[AccessD] Number vs text data type

CYNTHIA SPELL CSPELL at jhuccp.org
Thu Oct 16 07:32:00 CDT 2003


>From the original poster...  

Wow, that was a little (lot??!) more than I expected!    

The Budget Number field we use is really an identifier, not a value.  (Perhaps that "old school" notion of using text unless an actual calculation must be performed was not so far off.)  In any event, while speed and storage space should always be considered, the field is an organizational format and it's quite possible that it could change.  So you've given me something to think about.
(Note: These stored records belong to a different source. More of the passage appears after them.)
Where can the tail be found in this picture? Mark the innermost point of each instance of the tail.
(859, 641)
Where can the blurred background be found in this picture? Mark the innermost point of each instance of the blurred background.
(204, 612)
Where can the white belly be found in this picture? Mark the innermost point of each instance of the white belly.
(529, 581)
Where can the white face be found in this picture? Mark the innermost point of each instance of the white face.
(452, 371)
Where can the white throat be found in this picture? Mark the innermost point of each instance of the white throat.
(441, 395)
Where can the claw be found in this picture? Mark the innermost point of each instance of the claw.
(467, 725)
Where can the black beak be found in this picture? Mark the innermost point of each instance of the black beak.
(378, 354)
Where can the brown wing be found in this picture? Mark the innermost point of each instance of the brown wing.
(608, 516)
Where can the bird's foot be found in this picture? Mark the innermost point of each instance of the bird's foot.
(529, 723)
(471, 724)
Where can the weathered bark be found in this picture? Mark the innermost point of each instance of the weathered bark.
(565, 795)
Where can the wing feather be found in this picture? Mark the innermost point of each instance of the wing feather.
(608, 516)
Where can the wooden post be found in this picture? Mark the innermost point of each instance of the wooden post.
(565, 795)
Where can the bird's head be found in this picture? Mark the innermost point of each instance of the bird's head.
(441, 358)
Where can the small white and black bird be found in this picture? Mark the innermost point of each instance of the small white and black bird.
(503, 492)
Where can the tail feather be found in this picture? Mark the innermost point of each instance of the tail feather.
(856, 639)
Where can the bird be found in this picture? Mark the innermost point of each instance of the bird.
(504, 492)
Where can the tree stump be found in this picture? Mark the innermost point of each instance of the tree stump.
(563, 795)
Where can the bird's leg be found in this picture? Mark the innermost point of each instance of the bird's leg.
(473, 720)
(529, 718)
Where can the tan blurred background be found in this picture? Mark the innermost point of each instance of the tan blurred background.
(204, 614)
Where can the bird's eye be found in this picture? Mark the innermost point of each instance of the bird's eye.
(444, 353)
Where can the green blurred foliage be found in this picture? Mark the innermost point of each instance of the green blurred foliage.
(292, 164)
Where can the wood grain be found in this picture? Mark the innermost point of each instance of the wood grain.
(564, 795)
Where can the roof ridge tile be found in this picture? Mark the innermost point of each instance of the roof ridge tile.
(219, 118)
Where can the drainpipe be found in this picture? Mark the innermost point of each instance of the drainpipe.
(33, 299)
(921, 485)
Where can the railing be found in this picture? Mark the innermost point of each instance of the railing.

Thank you all for your responses.  They were most interesting and informative, as usual...

- cindy

>>> john at winhaven.net 10/15/03 11:39PM >>>
LOL!

Actually, I really appreciate these adventures in theory - although I would
imagine by now the original poster of this thread no longer cares! Although
most of these issues have no right or wrong, every now and again I do change
my outlook on an issue because of these threads. (I did it with regards to
RVBA a few a years ago.)

This thread has me re-thinking my guideline on how to type data. I've
appended the following exception:
Type data field by the data's purpose.
Numerical Type for numbers that are numerical values;
Text Type for numbers that are item identifiers;
Exception: if performance is an extremely important issue, then consider
storing numerical strings in a numerically typed field.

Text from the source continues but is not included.